I'm puzzled by this behaviour of memory allocation of set
s:
>>> set(range(1000)).__sizeof__()
32968
>>> set(range(1000)).union(range(1000)).__sizeof__() # expected, set doesn't change
32968
>>> set(range(1000)).union(list(range(1000))).__sizeof__() #expected, set doesn't change
32968
>>> set(range(1000)).union(set(range(1000))).__sizeof__() # not expected
65736
Why using a set
as argument doubles the amount of memory used by the resulting set
?
The result in both cases is identical to the original set
:
>>> set(range(1000)) == set(range(1000)).union(range(1000)) == set(range(1000)).union(set(range(1000)))
True
Note that the same happens using a normal iterator:
>>> set(range(1000)).union(iter(list(range(1000)))).__sizeof__()
32968
And with the update
method:
>>> a.update(range(1000))
>>> a.__sizeof__()
32968
>>> a.update(set(range(1000)))
>>> a.__sizeof__()
65736
At first I thought that it was because when union
is called, it sees that the size of the other set
is 1000
and thus decides to allocate enough memory to fit all the elements of both set
s, but afterwards it uses only part of that memory, while in the iterator case it simply iterators over it and adds the elements one by one(which doesn't consume more memory since all the elements are already in the set
).
But range
is also a sequence, and so is the list
in the first example.
>>> len(range(1000))
1000
>>> range(1000)[100]
100
So why this doesn't happen with range
and list
but only with set
?
Is there any design decision behind this or is it a bug?
Tested on python 2.7.3 and python 3.2.3 on linux 64 bit.
In Python 2.7.3, set.union()
delegates to a C function called set_update_internal()
. The latter uses several different implementations depending on the Python type of its argument.
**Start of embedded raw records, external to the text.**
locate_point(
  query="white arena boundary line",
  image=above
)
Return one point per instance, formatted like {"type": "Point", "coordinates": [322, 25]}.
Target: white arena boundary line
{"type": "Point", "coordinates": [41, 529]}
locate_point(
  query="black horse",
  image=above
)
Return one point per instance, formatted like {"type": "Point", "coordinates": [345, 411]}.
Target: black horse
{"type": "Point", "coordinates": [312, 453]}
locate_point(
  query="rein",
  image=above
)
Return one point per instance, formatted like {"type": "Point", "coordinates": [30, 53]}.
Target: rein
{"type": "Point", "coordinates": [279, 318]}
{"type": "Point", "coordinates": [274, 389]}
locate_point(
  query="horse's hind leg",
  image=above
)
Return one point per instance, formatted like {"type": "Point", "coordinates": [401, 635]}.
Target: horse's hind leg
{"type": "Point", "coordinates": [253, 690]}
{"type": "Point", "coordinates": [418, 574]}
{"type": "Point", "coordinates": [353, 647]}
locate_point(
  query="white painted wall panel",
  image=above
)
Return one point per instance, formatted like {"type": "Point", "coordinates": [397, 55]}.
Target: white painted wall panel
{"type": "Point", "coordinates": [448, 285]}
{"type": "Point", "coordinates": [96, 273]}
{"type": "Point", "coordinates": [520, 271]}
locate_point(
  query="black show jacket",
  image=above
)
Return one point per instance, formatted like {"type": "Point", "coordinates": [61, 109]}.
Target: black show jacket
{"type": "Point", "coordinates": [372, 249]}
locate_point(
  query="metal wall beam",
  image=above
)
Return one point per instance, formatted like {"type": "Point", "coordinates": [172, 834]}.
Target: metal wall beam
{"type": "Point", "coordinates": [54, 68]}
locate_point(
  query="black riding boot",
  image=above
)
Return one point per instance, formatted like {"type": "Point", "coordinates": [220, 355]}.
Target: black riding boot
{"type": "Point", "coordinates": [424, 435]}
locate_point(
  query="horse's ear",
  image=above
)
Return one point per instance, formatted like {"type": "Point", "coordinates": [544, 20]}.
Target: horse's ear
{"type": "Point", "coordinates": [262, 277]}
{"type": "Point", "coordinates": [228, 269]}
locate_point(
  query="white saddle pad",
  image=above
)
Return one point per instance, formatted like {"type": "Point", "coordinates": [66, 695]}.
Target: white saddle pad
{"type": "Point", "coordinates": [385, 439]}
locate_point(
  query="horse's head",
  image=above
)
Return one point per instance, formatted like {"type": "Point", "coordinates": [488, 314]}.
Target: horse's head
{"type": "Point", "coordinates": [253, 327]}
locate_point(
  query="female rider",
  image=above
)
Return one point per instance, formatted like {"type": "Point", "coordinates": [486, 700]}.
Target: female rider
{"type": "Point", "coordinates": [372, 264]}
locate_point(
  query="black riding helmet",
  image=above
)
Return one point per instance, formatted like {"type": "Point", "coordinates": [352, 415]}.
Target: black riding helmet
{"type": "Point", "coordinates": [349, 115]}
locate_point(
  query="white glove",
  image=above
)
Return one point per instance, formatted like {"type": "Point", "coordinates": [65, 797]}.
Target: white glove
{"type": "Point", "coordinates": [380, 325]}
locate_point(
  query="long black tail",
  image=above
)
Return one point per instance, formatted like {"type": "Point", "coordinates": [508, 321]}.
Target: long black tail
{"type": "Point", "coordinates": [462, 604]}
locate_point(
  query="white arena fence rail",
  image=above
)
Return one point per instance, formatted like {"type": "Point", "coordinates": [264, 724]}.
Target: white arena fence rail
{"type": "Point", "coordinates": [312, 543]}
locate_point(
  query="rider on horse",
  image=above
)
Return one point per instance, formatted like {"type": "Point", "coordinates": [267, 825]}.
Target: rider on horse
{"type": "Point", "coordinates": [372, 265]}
This multiplicity of implementations is what explains the difference in behaviour between the tests you've conducted.
The implementation that's used when the argument is a set
makes the following assumption documented in the code:
/* Do one big resize at the start, rather than
* incrementally resizing as we insert new keys. Expect
* that there will be no (or few) overlapping keys.
*/
Clearly, the assumption of no (or few) overlapping keys is incorrect in your particular case. This is what results in the final set
overallocating memory.
I am not sure I would call this a bug though. The implementer of set
chose what to me looks like a reasonable tradeoff, and you've simply found yourself on the wrong side of that tradeoff.
The upside of the tradeoff is that in many cases the pre-allocation results in better performance:
In [20]: rhs = list(range(1000))
In [21]: %timeit set().union(rhs)
10000 loops, best of 3: 30 us per loop
In [22]: rhs = set(range(1000))
In [23]: %timeit set().union(rhs)
100000 loops, best of 3: 14 us per loop
Here, the set
version is twice as fast, presumably because it doesn't repeatedly reallocate memory as it's adding elements from rhs
.
If the overallocation is a deal-breaker, there's a number of ways to work around it, some of which you've already discovered.